Second, when it came time to write my personal statement again for residency applications, I wrote about my experience growing up as a first-generation American and first-generation college student and how that translated into the type of physician I want to be. I also discussed how working with urban underserved populations was something I wanted to pursue in my career after the experiences I had in the street medicine clinic. I only had two people read it: my mentor and my partner who is also a doctor. My advice is that when you have too many people read your personal statement, you receive too much feedback and it makes you confused on what to edit in and out. Choose a few editors who know you well and understand the application process.
Third, I chose to apply to only family medicine residencies. Previously, I had applied to both internal medicine and family medicine. Looking back, that was a terrible mistake because my personal statement was not strong, my letters of recommendation were not good, and by applying to two different specialties, I limited myself to the programs I applied to. By choosing one specialty to apply into, you display your commitment to that specific specialty, increasing your chances of receiving more interviews and thus programs to rank.

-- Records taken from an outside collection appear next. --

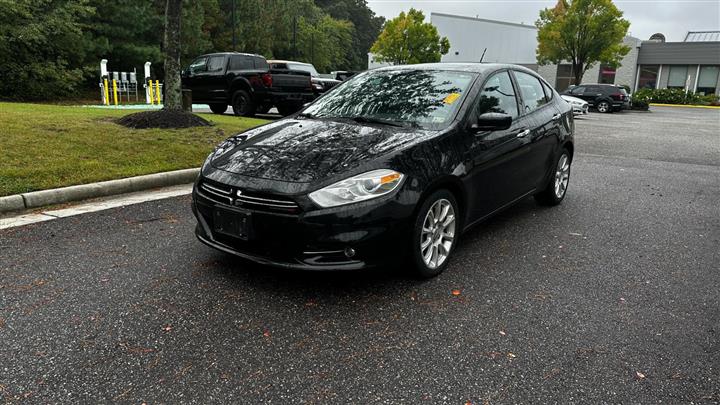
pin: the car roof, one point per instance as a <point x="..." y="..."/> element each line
<point x="230" y="53"/>
<point x="288" y="61"/>
<point x="458" y="67"/>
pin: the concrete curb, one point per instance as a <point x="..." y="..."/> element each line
<point x="684" y="105"/>
<point x="42" y="198"/>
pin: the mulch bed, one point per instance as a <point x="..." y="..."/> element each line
<point x="162" y="119"/>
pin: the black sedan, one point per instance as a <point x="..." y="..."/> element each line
<point x="394" y="164"/>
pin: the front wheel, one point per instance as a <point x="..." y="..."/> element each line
<point x="604" y="107"/>
<point x="555" y="191"/>
<point x="218" y="108"/>
<point x="435" y="233"/>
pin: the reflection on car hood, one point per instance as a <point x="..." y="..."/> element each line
<point x="309" y="150"/>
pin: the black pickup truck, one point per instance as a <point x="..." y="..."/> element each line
<point x="247" y="83"/>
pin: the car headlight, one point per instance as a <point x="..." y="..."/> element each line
<point x="358" y="188"/>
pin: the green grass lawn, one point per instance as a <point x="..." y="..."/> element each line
<point x="47" y="146"/>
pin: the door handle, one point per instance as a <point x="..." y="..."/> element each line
<point x="523" y="134"/>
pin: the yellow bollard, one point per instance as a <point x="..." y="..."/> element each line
<point x="107" y="93"/>
<point x="152" y="96"/>
<point x="115" y="91"/>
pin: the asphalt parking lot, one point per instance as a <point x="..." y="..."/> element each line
<point x="610" y="298"/>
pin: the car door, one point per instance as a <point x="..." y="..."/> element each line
<point x="493" y="181"/>
<point x="542" y="121"/>
<point x="190" y="79"/>
<point x="213" y="81"/>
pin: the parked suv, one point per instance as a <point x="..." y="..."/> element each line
<point x="604" y="97"/>
<point x="320" y="84"/>
<point x="247" y="83"/>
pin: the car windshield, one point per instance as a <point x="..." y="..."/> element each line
<point x="304" y="68"/>
<point x="423" y="98"/>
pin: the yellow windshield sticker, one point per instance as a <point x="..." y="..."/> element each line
<point x="451" y="98"/>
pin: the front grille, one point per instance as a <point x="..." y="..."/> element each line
<point x="251" y="200"/>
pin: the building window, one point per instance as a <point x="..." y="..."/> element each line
<point x="607" y="74"/>
<point x="564" y="77"/>
<point x="648" y="76"/>
<point x="677" y="79"/>
<point x="708" y="79"/>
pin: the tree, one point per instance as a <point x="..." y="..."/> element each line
<point x="582" y="32"/>
<point x="172" y="86"/>
<point x="407" y="39"/>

Fourth, I applied widely. The first time I applied, I applied primarily on the west coast and to a couple of major metropolitan cities around the United States. I completely limited myself. The second time around, I applied throughout the United States and received nine more interviews than the previous year!
Fifth, I was honest during my interviews about not matching during the previous cycle. Every single interviewer said they appreciated the honesty and applauded my resiliency! I believe this was key in me matching to the program I ended up matching to!
Sixth, I knew exactly what I wanted from a program. When it came time to rank the programs, I ranked them based on whether they served underserved populations, had a diverse program, and had opportunities for me to eventually lead. But I am not going to lie; I had interviews at some very well-known programs in family medicine and I felt the imposter syndrome creep in when making my rank list. I thought “these programs don’t really want me,” but my mentor told me that I had a lot to offer and that YES, those programs do want you! That made me feel a lot better.
I patiently waited after submitting my rank list for the results. When I opened that dreaded email it said: Congratulations, you have matched!
I was in disbelief. The person who one year ago had not matched, unsuccessfully SOAPed, and went on countless dead-end interviews had matched. It proved to me that, in a matter of months, you can really turn things around with a little bit of perseverance, an amazing support system, and a lot of faith.
I hope that my story and this information has been helpful and has given some of you insight on what happens after you don’t Match. It may seem like everything you’ve done has been for nothing, but trust me when I tell you that this is all part of your journey for a reason.